OpenShift Nodes Explained

Learn practical openshift nodes explained with oc commands, OpenShift manifests, verification steps, common mistakes, and production-focused guidance.

OpenShift Nodes Explained

Introduction

Node maintenance in OpenShift uses cordon and drain to move workloads before repair or reboot.
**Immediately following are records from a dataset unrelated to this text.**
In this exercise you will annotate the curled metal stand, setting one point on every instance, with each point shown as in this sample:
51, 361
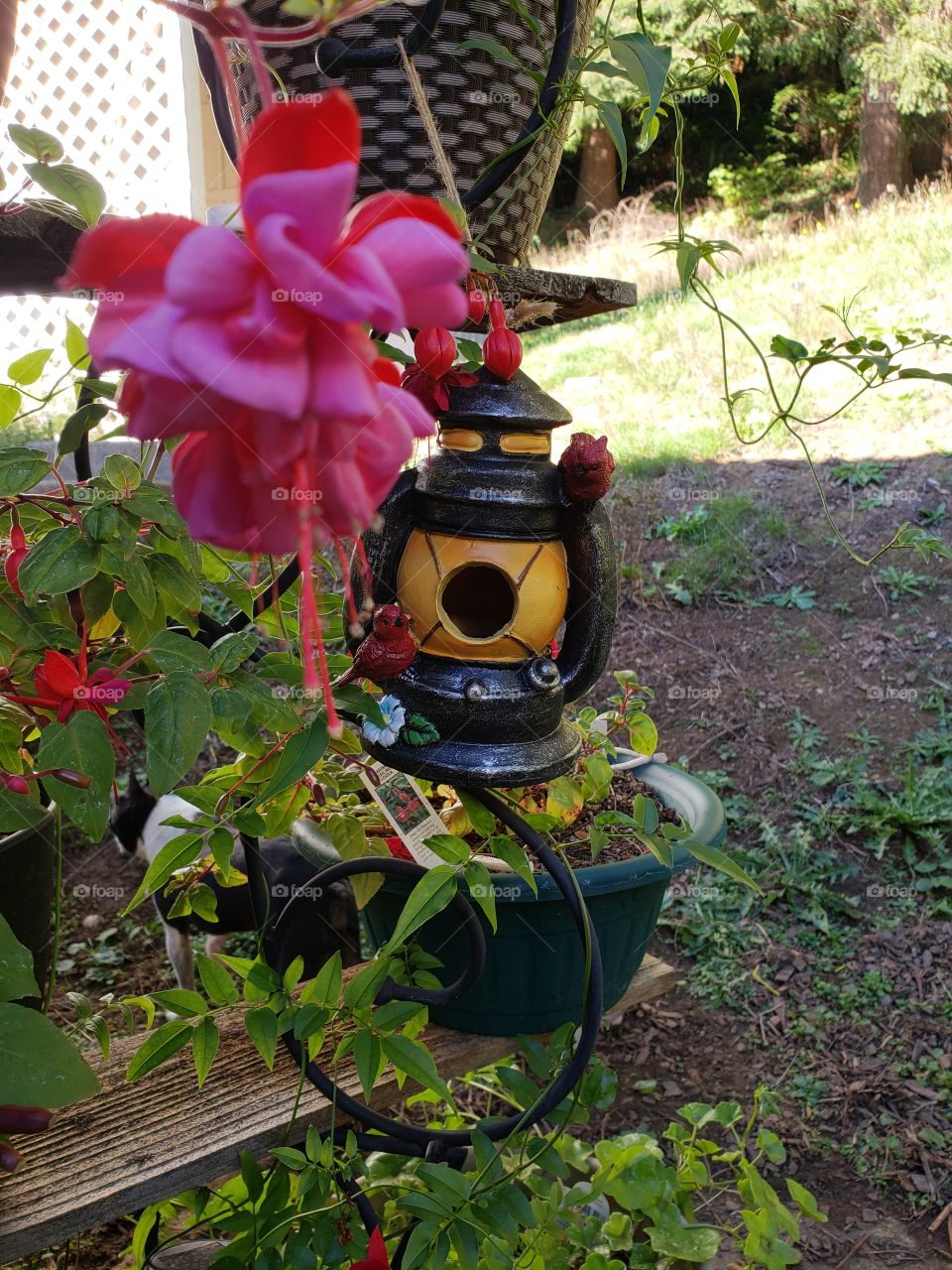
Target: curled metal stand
377, 1132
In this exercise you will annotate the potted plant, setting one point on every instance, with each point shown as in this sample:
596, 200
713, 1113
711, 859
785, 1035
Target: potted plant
625, 834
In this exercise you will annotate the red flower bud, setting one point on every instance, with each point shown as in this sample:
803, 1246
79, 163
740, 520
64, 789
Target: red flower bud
476, 305
435, 350
497, 314
502, 352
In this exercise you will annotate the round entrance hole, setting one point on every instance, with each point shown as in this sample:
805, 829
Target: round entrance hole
477, 601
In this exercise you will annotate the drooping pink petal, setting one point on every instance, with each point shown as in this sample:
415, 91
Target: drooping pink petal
317, 199
302, 136
211, 270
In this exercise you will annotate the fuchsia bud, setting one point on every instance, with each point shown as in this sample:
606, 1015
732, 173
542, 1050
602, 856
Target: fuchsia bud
497, 314
434, 349
502, 352
14, 559
475, 305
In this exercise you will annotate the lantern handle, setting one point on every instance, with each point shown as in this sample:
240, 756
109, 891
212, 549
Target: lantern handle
593, 597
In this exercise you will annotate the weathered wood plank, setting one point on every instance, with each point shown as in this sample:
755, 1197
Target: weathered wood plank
134, 1144
36, 249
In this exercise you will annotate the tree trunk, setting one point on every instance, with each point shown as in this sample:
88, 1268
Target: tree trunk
598, 178
884, 146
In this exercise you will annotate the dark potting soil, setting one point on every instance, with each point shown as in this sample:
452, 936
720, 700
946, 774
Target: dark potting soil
575, 839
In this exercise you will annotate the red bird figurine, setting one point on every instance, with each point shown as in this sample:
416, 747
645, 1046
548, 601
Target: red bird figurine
587, 465
386, 652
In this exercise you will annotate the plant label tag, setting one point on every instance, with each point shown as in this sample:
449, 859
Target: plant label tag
408, 811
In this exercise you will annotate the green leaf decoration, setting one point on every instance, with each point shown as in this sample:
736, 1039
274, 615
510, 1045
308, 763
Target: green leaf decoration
17, 976
72, 186
429, 897
40, 1067
21, 468
77, 426
216, 980
35, 143
480, 817
158, 1047
204, 1047
175, 855
62, 561
716, 858
262, 1028
413, 1058
301, 752
82, 746
178, 717
28, 368
10, 403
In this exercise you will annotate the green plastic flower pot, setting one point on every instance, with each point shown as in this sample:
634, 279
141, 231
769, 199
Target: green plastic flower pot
535, 969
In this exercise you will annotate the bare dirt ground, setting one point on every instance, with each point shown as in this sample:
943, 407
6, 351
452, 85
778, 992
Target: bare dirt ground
730, 676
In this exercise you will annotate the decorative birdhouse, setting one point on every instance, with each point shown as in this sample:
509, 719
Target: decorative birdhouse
488, 556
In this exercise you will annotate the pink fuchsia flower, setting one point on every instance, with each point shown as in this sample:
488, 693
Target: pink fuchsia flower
252, 318
62, 686
376, 1255
14, 559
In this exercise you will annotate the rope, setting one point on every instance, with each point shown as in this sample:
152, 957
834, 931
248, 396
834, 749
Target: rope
431, 128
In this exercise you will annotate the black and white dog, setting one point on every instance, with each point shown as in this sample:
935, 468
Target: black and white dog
318, 926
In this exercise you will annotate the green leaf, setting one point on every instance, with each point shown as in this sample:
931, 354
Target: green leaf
367, 1061
180, 1001
708, 855
40, 1067
28, 368
178, 717
21, 468
789, 349
60, 562
481, 889
262, 1026
648, 64
611, 117
79, 423
17, 976
76, 189
76, 345
82, 746
10, 403
35, 143
416, 1060
497, 51
204, 1047
429, 897
299, 753
173, 652
216, 980
480, 817
178, 853
158, 1047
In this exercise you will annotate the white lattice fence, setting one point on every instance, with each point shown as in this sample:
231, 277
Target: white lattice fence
107, 79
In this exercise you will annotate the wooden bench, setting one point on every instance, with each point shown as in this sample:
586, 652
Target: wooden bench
135, 1144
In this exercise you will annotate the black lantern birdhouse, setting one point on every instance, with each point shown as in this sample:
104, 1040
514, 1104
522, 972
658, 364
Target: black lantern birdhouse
488, 549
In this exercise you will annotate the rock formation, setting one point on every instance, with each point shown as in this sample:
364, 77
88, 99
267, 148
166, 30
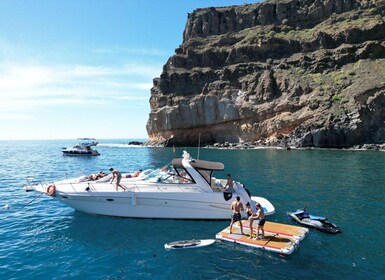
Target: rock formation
302, 73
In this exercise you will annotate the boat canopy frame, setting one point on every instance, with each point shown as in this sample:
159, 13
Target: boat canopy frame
200, 164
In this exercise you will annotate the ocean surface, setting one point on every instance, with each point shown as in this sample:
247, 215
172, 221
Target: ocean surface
40, 238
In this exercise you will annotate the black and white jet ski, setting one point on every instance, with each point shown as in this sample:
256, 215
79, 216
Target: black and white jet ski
303, 217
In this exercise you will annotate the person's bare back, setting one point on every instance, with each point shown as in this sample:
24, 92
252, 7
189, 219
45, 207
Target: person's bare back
237, 206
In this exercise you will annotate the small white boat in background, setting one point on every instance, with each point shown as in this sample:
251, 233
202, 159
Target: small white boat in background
83, 148
186, 189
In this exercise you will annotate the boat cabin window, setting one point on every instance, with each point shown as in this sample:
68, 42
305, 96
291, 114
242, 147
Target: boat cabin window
183, 176
206, 174
169, 176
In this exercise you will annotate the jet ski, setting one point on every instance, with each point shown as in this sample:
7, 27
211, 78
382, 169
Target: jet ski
303, 217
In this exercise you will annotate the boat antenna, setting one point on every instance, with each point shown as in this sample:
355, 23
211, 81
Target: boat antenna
199, 143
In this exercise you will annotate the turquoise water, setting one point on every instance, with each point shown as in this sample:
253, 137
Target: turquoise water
41, 238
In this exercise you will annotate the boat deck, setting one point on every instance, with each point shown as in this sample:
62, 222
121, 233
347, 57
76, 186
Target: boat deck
279, 238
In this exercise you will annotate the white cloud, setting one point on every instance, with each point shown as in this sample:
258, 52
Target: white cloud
29, 88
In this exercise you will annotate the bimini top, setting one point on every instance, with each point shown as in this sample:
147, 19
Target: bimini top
200, 164
87, 141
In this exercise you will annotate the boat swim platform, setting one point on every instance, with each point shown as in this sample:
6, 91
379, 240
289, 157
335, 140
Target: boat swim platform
279, 238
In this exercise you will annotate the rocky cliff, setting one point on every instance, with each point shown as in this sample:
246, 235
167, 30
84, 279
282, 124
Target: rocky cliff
304, 73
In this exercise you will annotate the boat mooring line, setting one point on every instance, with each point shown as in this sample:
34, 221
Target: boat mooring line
32, 200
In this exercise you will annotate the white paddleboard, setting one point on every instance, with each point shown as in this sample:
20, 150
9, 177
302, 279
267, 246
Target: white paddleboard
186, 244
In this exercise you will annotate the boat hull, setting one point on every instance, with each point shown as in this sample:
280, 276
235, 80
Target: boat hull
159, 206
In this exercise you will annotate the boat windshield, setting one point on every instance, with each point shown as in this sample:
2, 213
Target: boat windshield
169, 175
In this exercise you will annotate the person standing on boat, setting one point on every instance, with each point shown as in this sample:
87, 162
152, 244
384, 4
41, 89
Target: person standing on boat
229, 184
236, 207
116, 174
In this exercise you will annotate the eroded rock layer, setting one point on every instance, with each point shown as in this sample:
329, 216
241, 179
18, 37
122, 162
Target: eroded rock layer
299, 73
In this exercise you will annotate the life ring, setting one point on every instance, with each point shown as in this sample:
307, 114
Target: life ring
51, 190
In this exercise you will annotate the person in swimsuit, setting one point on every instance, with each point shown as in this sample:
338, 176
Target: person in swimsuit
236, 207
229, 184
251, 218
116, 174
261, 215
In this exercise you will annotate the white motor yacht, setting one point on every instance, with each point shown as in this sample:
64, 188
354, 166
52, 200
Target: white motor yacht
184, 190
83, 148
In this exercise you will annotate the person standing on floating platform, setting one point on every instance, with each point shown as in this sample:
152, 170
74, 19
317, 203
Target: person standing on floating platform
261, 216
116, 174
229, 184
251, 217
236, 207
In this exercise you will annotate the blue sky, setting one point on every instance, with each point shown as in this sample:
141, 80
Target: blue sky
73, 68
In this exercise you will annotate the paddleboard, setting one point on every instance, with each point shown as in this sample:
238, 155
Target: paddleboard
186, 244
279, 238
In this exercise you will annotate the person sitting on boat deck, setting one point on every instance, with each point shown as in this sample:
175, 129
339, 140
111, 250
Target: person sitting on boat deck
184, 178
261, 216
97, 176
136, 174
100, 175
116, 174
236, 207
230, 184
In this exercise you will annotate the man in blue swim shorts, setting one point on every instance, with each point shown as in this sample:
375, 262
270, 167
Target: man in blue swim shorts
261, 216
236, 207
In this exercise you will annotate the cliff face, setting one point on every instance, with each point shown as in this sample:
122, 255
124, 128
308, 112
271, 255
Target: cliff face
294, 72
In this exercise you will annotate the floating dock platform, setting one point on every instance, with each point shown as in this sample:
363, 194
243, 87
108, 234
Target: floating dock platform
279, 238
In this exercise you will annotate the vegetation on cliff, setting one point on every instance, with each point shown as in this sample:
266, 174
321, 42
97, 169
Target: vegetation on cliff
297, 73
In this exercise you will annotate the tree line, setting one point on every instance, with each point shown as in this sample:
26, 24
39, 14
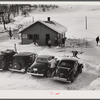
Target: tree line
7, 11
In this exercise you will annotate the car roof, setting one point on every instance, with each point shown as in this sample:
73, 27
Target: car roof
24, 54
44, 56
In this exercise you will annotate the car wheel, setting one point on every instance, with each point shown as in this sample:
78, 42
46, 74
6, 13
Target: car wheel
72, 77
49, 73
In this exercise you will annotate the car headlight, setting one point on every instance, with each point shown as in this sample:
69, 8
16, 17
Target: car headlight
35, 69
23, 70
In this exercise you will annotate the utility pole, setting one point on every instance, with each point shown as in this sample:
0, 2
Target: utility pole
86, 22
2, 16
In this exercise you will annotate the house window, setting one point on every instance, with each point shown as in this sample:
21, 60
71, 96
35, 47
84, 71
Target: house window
36, 37
30, 37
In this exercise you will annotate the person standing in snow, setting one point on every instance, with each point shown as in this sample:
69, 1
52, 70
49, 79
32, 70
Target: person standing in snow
53, 64
10, 34
49, 43
97, 40
75, 53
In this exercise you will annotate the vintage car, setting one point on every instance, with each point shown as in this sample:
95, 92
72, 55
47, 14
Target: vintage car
22, 61
6, 59
67, 70
40, 66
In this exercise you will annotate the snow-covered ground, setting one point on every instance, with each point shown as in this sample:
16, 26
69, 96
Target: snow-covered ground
72, 17
26, 82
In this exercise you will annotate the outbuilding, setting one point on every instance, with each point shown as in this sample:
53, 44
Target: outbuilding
41, 31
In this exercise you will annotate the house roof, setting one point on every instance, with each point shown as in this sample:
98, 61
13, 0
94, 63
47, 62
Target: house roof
52, 25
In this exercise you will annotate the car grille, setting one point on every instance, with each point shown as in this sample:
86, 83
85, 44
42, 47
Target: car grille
62, 73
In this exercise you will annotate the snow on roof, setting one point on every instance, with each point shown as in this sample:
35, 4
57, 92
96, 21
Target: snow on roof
51, 24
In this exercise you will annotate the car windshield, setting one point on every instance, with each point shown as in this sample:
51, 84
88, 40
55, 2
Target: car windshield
66, 63
41, 60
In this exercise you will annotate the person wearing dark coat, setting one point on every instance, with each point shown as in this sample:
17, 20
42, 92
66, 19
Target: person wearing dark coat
97, 40
10, 33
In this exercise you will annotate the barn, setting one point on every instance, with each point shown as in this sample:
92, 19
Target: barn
41, 31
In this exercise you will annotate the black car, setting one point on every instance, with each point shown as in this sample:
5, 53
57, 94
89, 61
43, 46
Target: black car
67, 70
40, 66
6, 59
22, 61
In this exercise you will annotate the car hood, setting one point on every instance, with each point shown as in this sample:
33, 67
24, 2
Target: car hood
39, 66
63, 72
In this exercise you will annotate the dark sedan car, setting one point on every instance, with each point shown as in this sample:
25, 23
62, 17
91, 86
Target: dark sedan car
22, 61
67, 70
40, 66
6, 59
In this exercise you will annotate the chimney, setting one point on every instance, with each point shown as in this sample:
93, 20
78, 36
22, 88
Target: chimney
48, 18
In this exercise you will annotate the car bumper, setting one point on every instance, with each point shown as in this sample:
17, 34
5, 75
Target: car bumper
61, 79
35, 74
22, 71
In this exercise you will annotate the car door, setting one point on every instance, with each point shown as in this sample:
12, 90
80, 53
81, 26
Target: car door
75, 67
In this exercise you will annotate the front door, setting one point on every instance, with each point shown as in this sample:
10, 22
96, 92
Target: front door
47, 38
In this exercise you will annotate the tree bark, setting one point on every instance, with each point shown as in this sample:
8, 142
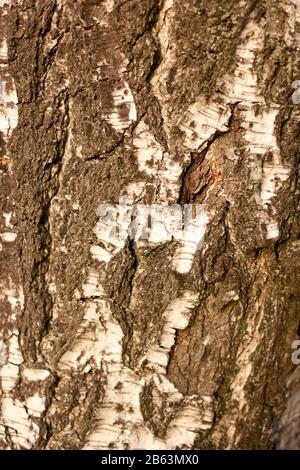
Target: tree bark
149, 345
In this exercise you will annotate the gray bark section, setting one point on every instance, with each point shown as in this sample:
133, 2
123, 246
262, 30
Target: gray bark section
99, 85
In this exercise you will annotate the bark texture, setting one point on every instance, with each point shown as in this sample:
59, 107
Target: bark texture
161, 345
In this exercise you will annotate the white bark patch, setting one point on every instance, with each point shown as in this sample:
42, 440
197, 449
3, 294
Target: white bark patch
8, 237
203, 119
124, 112
120, 421
192, 239
3, 46
7, 218
177, 317
158, 164
158, 82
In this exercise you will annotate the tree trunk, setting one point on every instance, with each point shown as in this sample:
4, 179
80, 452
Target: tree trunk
161, 344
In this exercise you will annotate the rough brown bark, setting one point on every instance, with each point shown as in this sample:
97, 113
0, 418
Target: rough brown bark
175, 101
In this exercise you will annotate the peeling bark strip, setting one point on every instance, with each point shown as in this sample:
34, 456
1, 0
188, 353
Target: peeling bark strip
149, 345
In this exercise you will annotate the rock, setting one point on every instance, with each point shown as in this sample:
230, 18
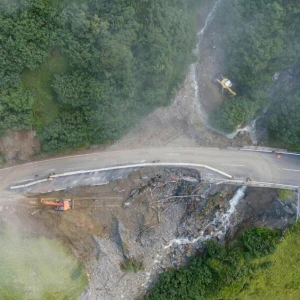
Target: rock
288, 210
208, 230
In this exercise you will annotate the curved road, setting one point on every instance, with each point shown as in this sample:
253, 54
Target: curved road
265, 167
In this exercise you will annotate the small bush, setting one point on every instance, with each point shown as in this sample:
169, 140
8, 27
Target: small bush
132, 264
284, 194
259, 242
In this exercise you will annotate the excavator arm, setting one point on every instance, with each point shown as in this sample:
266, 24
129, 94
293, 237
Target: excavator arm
60, 204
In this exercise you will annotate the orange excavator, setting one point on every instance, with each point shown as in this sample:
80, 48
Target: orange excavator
59, 204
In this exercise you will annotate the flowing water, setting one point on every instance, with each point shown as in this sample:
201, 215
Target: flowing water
250, 128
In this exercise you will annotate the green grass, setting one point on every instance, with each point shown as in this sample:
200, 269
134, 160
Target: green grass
38, 81
284, 194
38, 268
281, 280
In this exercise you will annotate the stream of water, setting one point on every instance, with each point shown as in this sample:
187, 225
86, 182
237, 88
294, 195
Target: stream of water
219, 224
250, 128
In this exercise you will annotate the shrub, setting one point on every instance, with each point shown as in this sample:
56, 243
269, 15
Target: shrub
259, 242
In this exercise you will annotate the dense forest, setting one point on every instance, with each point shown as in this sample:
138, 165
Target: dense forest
220, 272
84, 72
260, 38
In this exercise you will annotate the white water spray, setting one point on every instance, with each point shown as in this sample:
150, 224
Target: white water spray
250, 128
220, 224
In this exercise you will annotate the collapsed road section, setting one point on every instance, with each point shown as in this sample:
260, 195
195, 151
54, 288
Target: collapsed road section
131, 229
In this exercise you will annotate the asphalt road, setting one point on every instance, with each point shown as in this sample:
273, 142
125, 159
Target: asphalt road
265, 167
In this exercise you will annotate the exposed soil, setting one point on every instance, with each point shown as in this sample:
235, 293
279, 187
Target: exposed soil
134, 218
176, 125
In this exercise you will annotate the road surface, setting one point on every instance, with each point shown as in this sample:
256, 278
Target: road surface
265, 167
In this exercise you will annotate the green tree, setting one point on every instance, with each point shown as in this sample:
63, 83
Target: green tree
284, 118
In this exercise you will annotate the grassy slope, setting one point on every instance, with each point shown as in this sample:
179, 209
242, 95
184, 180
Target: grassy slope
281, 280
38, 268
38, 81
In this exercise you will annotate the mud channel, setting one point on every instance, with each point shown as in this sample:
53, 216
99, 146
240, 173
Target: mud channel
158, 217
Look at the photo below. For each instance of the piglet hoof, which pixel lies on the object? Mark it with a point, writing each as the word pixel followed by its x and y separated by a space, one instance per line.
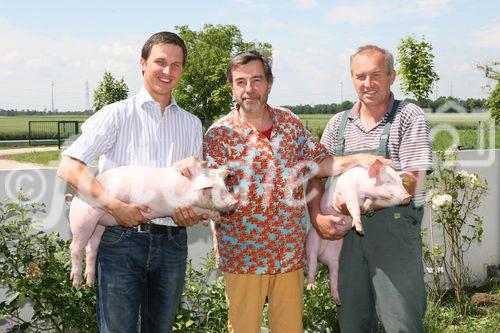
pixel 77 283
pixel 76 280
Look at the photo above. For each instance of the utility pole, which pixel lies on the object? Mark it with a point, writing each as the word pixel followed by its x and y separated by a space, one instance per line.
pixel 87 106
pixel 52 96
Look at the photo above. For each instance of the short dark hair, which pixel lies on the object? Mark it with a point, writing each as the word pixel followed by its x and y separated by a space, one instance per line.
pixel 389 58
pixel 164 37
pixel 244 58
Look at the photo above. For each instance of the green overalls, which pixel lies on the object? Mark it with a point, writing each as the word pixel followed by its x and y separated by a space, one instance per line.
pixel 381 273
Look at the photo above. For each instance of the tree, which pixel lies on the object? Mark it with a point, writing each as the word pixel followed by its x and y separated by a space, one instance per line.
pixel 416 67
pixel 110 90
pixel 492 72
pixel 203 89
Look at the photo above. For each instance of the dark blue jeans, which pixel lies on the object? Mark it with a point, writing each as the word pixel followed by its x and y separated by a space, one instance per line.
pixel 139 275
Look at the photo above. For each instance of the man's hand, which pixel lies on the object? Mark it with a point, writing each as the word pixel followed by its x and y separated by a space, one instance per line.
pixel 330 227
pixel 366 160
pixel 186 217
pixel 128 215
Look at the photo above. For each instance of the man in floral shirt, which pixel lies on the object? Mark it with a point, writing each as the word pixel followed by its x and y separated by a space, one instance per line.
pixel 260 245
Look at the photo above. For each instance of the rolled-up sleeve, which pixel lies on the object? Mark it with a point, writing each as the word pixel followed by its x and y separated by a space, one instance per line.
pixel 98 136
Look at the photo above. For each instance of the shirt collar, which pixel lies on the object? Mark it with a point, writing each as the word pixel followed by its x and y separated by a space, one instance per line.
pixel 245 125
pixel 144 97
pixel 354 113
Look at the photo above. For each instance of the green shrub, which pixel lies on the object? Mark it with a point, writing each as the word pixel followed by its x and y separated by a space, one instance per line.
pixel 320 312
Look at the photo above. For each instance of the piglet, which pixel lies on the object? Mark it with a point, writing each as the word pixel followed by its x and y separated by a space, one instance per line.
pixel 162 190
pixel 359 189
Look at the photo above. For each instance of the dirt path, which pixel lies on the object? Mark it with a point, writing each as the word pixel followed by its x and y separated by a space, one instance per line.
pixel 14 165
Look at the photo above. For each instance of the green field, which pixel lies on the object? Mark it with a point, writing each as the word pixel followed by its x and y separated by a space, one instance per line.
pixel 12 127
pixel 445 127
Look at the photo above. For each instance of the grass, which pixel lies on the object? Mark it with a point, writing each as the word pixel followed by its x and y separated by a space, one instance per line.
pixel 44 158
pixel 444 126
pixel 444 317
pixel 465 124
pixel 16 127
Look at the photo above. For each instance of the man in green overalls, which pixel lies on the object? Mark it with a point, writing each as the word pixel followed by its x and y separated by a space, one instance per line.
pixel 381 273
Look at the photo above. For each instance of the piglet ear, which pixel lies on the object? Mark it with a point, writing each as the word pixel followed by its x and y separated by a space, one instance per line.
pixel 201 182
pixel 407 177
pixel 375 169
pixel 222 173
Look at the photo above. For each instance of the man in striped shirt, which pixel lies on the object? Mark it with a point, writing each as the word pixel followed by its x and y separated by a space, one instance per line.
pixel 140 266
pixel 381 273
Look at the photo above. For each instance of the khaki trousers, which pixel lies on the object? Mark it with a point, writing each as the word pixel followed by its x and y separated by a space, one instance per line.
pixel 246 295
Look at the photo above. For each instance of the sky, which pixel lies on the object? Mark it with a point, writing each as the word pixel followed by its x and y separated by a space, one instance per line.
pixel 62 48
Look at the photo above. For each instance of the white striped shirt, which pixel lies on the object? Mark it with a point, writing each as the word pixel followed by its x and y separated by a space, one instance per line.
pixel 409 142
pixel 135 132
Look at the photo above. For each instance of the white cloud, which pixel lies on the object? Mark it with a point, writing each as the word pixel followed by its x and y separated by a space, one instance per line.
pixel 310 33
pixel 253 4
pixel 384 11
pixel 305 4
pixel 488 36
pixel 36 58
pixel 431 8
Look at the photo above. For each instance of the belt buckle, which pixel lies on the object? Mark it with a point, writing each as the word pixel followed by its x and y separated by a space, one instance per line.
pixel 143 228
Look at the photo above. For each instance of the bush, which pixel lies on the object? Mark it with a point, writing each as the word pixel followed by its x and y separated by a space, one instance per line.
pixel 320 312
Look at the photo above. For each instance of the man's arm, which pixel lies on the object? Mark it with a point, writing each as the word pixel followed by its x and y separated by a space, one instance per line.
pixel 412 186
pixel 79 177
pixel 333 166
pixel 324 224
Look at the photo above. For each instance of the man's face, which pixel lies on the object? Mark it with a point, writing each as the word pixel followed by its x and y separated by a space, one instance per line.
pixel 250 86
pixel 162 70
pixel 370 78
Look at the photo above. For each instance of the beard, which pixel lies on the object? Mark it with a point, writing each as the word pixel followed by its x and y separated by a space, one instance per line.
pixel 252 103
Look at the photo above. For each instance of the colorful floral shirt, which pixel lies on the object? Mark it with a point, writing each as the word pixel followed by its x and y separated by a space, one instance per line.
pixel 266 233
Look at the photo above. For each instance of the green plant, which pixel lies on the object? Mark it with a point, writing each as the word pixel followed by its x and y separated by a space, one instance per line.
pixel 455 200
pixel 320 312
pixel 109 90
pixel 492 71
pixel 203 306
pixel 416 67
pixel 34 270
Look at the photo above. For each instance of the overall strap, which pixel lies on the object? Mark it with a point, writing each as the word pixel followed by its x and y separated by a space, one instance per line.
pixel 339 150
pixel 384 138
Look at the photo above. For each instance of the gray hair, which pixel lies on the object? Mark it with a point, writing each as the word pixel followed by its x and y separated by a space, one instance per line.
pixel 164 37
pixel 244 58
pixel 388 57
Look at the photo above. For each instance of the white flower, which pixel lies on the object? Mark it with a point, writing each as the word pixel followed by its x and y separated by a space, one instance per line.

Always check DaemonSets, local storage, and PodDisruptionBudgets before draining.

Core Concepts

OpenShift builds on Kubernetes with projects, Routes, ImageStreams, Builds, Operators, SCCs, and integrated platform administration.

Practical Examples

oc get nodes
oc adm cordon worker-1
oc adm drain worker-1 --ignore-daemonsets --delete-emptydir-data
oc adm uncordon worker-1

Example output:

node/worker-1 cordoned
node/worker-1 drained
node/worker-1 uncordoned

Verification

oc get nodes
oc get pods -A --field-selector spec.nodeName=worker-1
oc get pdb -A

Common Mistakes

  • Draining without checking PodDisruptionBudgets.
  • Forgetting to uncordon after maintenance.
  • Deleting static or mirror pods manually.

Quick Checklist

  • Confirm the active project.
  • Inspect the exact object named in the error.
  • Read recent events.
  • Apply one focused fix.
  • Verify status after the change.

Summary

OpenShift Nodes Explained is best understood through the OpenShift objects involved and the oc commands that verify their current state.